No hubo nada de especial en aquella bronca. Lo juro por Dios, no lo hubo. Mi padre y yo habíamos discutido un millón de veces antes, pero no había sucedido nada horrible. Oh, me había echado de casa en un par de ocasiones, y cuando yo era más joven solía enviarme a mi cuarto o dejarme sin paga. Pero nunca había sucedido nada como esto. Sigo reviviendo mentalmente ese momento, acosado por él. No es ningún consuelo que él no sienta el mismo agobio, que probablemente ni siquiera lo recuerde. Ningún consuelo en absoluto.
Los abuelos de mi padre habían amasado una fortuna en la industria cervecera. Si conocen Canadá, conocen la Sullivan's Select y la Oíd Sully's Premium Dark. Siempre hemos tenido una burrada de dinero.
«Burrada.» Así lo decía entonces; supongo que recordarlo es recuperar mi antiguo vocabulario. Cuando era adolescente, no me preocupaba el dinero. De hecho, estaba de acuerdo con la mayoría de los canadienses en que los beneficios que obtenían las grandes corporaciones eran obscenos. Incluso en el supuestamente igualitario Canadá, los ricos se hacían más ricos y los pobres más pobres, y yo lo odiaba. Entonces, odiaba un montón de cosas.
—¿De dónde demonios has sacado esto? —gritó mi padre, blandiendo el carné de identidad falso que yo había utilizado para comprar maría en el Mac's local. Estaba de pie: siempre se ponía de pie cuando nos peleábamos. Papá era delgado, pero supongo que sus dos metros de altura me intimidaban.

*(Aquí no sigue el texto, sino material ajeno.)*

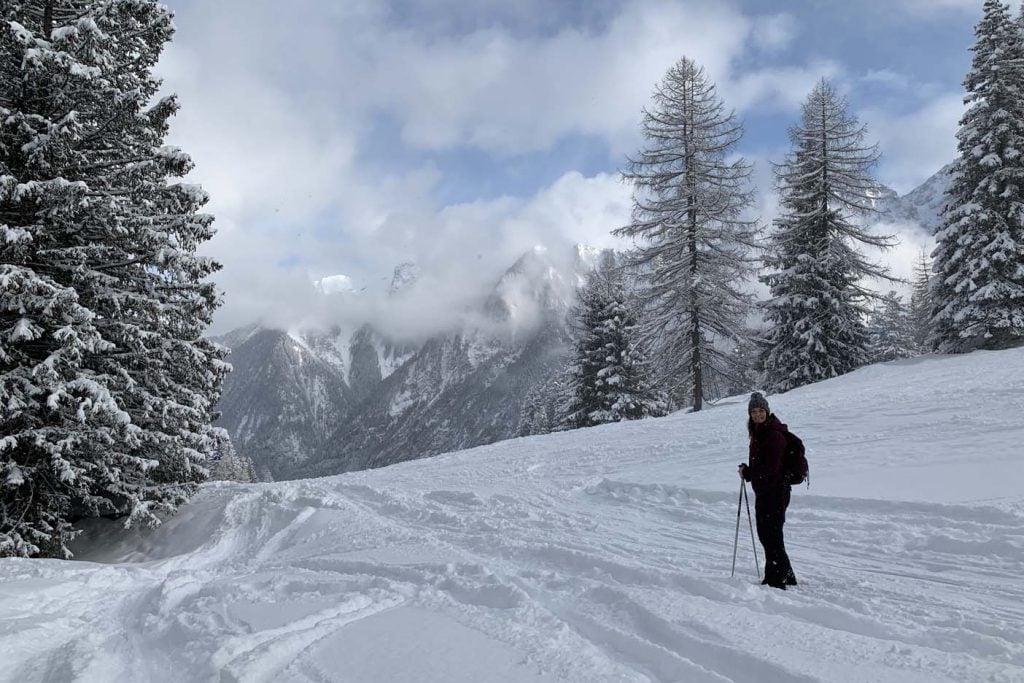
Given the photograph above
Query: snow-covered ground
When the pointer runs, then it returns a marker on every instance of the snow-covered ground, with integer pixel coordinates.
(594, 555)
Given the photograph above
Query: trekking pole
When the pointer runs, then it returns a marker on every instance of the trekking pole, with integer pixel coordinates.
(735, 544)
(757, 562)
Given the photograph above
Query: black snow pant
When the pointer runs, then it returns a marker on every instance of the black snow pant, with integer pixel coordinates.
(770, 505)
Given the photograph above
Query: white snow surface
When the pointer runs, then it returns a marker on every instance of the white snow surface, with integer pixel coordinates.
(594, 555)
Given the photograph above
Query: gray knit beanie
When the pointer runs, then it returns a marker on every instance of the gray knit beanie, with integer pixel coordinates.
(758, 400)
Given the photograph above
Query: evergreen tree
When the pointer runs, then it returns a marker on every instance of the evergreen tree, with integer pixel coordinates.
(920, 315)
(107, 387)
(979, 257)
(696, 249)
(609, 377)
(232, 466)
(889, 331)
(818, 302)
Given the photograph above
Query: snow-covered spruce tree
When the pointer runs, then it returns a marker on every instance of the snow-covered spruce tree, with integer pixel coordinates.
(608, 378)
(694, 249)
(107, 387)
(815, 273)
(232, 466)
(979, 254)
(920, 314)
(889, 333)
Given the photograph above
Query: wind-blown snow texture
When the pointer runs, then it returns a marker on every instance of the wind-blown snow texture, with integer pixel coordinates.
(594, 555)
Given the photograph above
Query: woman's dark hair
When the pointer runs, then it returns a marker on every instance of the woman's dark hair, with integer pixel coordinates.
(750, 425)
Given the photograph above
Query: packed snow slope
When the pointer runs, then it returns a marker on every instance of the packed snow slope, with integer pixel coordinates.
(594, 555)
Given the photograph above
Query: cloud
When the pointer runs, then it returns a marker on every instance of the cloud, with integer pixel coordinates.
(781, 88)
(322, 132)
(775, 32)
(928, 7)
(915, 144)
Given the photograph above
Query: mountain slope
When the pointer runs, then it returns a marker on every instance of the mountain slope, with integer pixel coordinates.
(350, 400)
(594, 555)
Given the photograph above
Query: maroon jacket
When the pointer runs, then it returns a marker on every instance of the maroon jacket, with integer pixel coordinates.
(767, 446)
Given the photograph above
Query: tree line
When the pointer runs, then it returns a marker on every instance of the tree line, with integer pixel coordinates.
(673, 323)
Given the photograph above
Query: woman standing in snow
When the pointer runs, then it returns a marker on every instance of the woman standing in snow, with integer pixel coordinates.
(771, 492)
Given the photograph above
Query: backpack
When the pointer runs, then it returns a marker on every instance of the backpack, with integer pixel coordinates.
(795, 468)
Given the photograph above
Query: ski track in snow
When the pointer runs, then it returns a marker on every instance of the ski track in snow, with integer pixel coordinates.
(549, 558)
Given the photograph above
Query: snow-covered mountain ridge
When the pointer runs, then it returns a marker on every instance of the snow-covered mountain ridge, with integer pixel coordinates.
(315, 402)
(595, 555)
(922, 207)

Estábamos en su despacho en la casa de Port Credit. Se llegaba a Port Credit siguiendo hacia el oeste a lo largo del lago Ontario desde Toronto; era un barrio con clase, e incluso entonces (¿cuándo debió de ser? En 2018, supongo) seguía estando habitado mayoritariamente por blancos. Ricos y blancos. La ventana daba al lago, que ese día estaba gris y picado.
—Lo hizo un amigo mío —respondí, sin mirar siquiera el carné de identidad.
—Bueno, pues no vas a volver a ver a ese amigo. Por el amor de Dios, Jake, sólo tienes diecisiete años.
La edad legal para comprar alcohol y marihuana en Ontario, entonces y ahora, era de diecinueve años; la edad legal para comprar tabaco son los dieciocho. Ustedes mismos.
—No puedes decirme a quién puedo ver o no —dije, mirando por la ventana. Las gaviotas revoloteaban sobre las olas. Si ellas podían subirse hasta las nubes, no veía por qué yo no.
—Un carajo que no puedo —replicó mi padre. Tenía el rostro alargado y una buena mata de pelo oscuro, gris en las sienes. Si esto fue en 2018, pongamos que tuviera treinta y nueve años—. Mientras vivas bajo mi techo, harás lo que yo diga. Jesús, Jacob, ¿en qué estabas pensando? Presentar un carné de identidad falso es un delito grave.
—Es un delito grave si eres terrorista o ladrón de identidades —contesté, mirándolo desde el otro lado del ancho escritorio de teca—. Pillan a los chavales comprando maría a todas horas; a nadie le importa un pito.
—A mí sí que me importa un pito. Y a tu madre también.
Mamá estaba fuera jugando al tenis. Era domingo, el único día en que papá no solía estar en el trabajo, y había recibido una llamada de la comisaría de policía.
—Sigue cagándola así, muchacho, y…
—¿Y qué? ¿Y nunca acabaré como tú? Rezo por eso.
Supe que le había hecho daño. Una vena vertical en mitad de su frente se hinchaba cada vez que se sofocaba. Me encantaba ver aquella vena.
Le temblaba la voz.
—Pequeño hijo de puta desagradecido.
—No necesito esta mierda —dije, volviéndome hacia la puerta, dispuesto para largarme.
—¡Maldito seas, chaval! ¡Vas a escucharme! Si no…
—Al carajo —dije.
—… dejas de actuar…
—Odio este lugar de todas formas.
—… como un idiota, te…
—¡Y te odio!
No hubo respuesta. Me volví y lo vi desplomarse de espaldas en el sillón de cuero negro. Cuando lo golpeó, la silla dio media vuelta.
—¡Papá!
Corrí hacia detrás del escritorio y lo sacudí.
—¡Papá!
Nada.
—Oh, Cristo. Oh, no. Oh, Dios…
Lo levanté de la silla; había tanta adrenalina corriendo por mis venas que ni siquiera sentí su peso. Tras extender sus largos miembros en el suelo de madera, grité:
—¡Papá! ¡Vamos, papá!
Aparté de una patada una papelera con destructora de documentos; diamantes de papel se desperdigaron por todas partes. Me agaché junto a él y le busqué el pulso. Todavía tenía… y parecía que respiraba. Pero no respondía a nada de lo que le decía.
—¡Papá!
Totalmente vacío de ideas, traté de abofetearlo levemente en cada mejilla. Un hilillo de baba colgaba de la comisura de su boca.
Me levanté rápidamente, me volví hacia el escritorio, pulsé el botón del teléfono-altavoz y marqué el 911. Luego volví a agacharme junto a él.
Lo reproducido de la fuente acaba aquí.